De acordo com a Receita Federal, o grupo investigado é considerado o maior devedor contumaz do país, acumulando mais de R$ 26 bilhões em tributos. As apurações indicam que a organização movimentou mais de R$ 70 bilhões em apenas um ano, operando por meio de empresas de fachada, fundos de investimento e offshores com alto grau de ocultação.

O esquema atuava em toda a cadeia de combustíveis, da importação à venda final. As importadoras ligadas ao grupo adquiriam diesel, nafta e outros derivados utilizando recursos de formuladoras e distribuidoras associadas à mesma estrutura. Entre 2020 e 2025, mais de R$ 32 bilhões em combustíveis teriam sido importados, muitas vezes com declarações falsas, como cargas de gasolina registradas como “derivados para industrialização”.

Uma das empresas já havia sido alvo da Operação Cadeia de Carbono, que reteve quatro navios com cerca de 180 milhões de litros de combustível. Após o episódio, a Agência Nacional do Petróleo (ANP) interditou uma refinaria vinculada à organização.

A sonegação também ocorria na etapa de comercialização, envolvendo formuladoras, distribuidoras e postos administrados pelo grupo.

Estrutura de blindagem e ocultação

Para esconder os lucros, a organização reinvestia valores por meio de fundos de investimento. Pelo menos 17 fundos já foram identificados, somando R$ 8 bilhões em patrimônio, a maioria formada por fundos fechados com apenas um cotista, geralmente outro fundo, criando sucessivas camadas de anonimização.

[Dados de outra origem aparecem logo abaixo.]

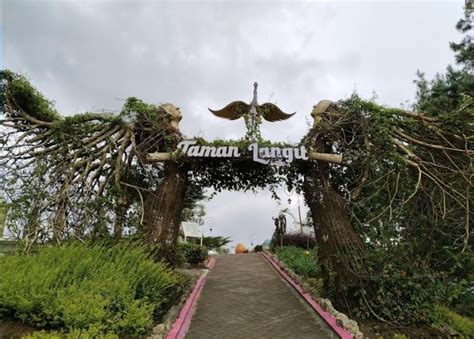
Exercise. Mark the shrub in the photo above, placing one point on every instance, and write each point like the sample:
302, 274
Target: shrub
300, 240
397, 290
193, 254
300, 261
84, 287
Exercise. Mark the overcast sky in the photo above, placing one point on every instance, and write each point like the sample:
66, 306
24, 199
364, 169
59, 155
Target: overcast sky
90, 55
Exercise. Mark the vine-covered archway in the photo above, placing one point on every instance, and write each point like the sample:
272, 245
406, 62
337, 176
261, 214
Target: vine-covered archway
363, 169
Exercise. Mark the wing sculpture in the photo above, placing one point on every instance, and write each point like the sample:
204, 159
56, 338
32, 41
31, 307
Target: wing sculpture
271, 112
232, 111
237, 109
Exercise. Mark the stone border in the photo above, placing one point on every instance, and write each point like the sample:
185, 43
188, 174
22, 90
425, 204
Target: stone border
183, 321
338, 322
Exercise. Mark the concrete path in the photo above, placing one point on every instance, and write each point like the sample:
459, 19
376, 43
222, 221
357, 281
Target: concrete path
244, 297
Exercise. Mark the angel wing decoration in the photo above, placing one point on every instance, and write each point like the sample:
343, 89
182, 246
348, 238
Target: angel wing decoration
238, 109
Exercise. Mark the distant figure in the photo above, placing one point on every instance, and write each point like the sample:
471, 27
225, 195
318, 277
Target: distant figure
280, 230
240, 248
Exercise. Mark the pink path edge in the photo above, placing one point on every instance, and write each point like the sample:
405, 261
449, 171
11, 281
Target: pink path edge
181, 324
327, 317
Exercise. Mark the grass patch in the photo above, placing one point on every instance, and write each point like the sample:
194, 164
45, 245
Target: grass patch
302, 262
96, 288
463, 325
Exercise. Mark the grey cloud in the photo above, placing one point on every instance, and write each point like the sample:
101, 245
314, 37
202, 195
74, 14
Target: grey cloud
90, 55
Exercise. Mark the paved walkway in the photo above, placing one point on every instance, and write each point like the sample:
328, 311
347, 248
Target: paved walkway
244, 297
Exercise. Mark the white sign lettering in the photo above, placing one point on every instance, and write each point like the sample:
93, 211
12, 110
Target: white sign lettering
260, 154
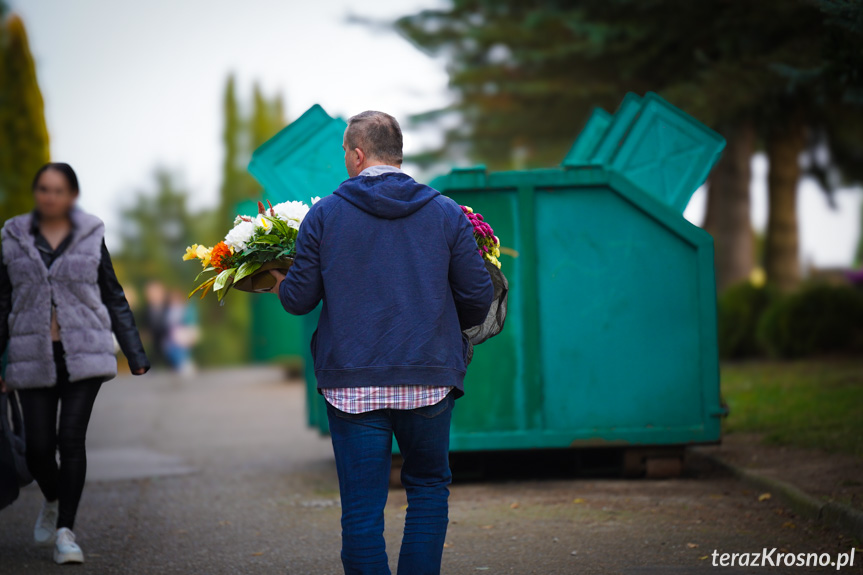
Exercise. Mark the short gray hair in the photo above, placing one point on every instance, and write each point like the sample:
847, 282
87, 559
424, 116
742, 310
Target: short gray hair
377, 134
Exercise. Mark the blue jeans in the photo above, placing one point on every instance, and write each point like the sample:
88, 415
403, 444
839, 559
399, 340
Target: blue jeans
363, 447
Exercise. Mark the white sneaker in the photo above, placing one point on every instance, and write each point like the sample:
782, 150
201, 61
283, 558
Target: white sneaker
46, 524
66, 550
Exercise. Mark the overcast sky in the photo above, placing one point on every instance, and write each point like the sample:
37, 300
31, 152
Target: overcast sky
130, 86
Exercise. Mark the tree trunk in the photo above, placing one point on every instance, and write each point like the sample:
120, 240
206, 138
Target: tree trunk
727, 218
785, 142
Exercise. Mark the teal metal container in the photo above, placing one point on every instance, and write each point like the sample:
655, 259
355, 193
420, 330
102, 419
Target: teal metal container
610, 339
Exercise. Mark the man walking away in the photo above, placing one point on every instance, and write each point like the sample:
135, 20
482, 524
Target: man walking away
396, 265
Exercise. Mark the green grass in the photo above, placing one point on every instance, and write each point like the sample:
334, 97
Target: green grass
807, 403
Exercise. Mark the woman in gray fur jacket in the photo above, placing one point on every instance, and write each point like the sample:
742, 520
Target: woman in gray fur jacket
60, 302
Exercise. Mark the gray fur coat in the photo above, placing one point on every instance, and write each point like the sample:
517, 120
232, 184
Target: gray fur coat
72, 284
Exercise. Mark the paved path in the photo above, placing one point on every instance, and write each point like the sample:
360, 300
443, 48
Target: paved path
217, 474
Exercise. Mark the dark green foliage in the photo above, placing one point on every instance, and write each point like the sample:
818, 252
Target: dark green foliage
817, 319
525, 74
739, 309
23, 132
242, 134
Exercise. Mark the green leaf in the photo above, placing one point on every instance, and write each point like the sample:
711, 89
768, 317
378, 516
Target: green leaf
222, 279
207, 283
211, 268
246, 269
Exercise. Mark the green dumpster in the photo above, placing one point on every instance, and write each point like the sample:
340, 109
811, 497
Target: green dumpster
610, 338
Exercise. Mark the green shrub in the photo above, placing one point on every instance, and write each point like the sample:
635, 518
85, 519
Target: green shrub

As investigações também identificaram offshores nos Estados Unidos, especialmente em Delaware, utilizadas para remessas internacionais superiores a R$ 1,2 bilhão e para a compra de uma exportadora no Texas. A empresa é apontada como responsável pelo envio ao Brasil de combustíveis avaliados em mais de R$ 12,5 bilhões no período investigado.

Bens bloqueados

Para garantir a recuperação do crédito tributário, a Procuradoria-Geral da Fazenda Nacional e o Cira/SP bloquearam R$ 10,2 bilhões em imóveis, veículos e outros bens dos investigados.

Operação em cinco estados

Além das cidades paulistas, os mandados também atingem endereços no Rio de Janeiro, Bahia, Minas Gerais e Distrito Federal. Os materiais apreendidos, como documentos, mídias e equipamentos, serão analisados para subsidiar as próximas etapas da investigação.

O nome Poço de Lobato faz referência ao primeiro poço de petróleo perfurado no Brasil, em Salvador (BA), símbolo da atuação do grupo no setor de combustíveis.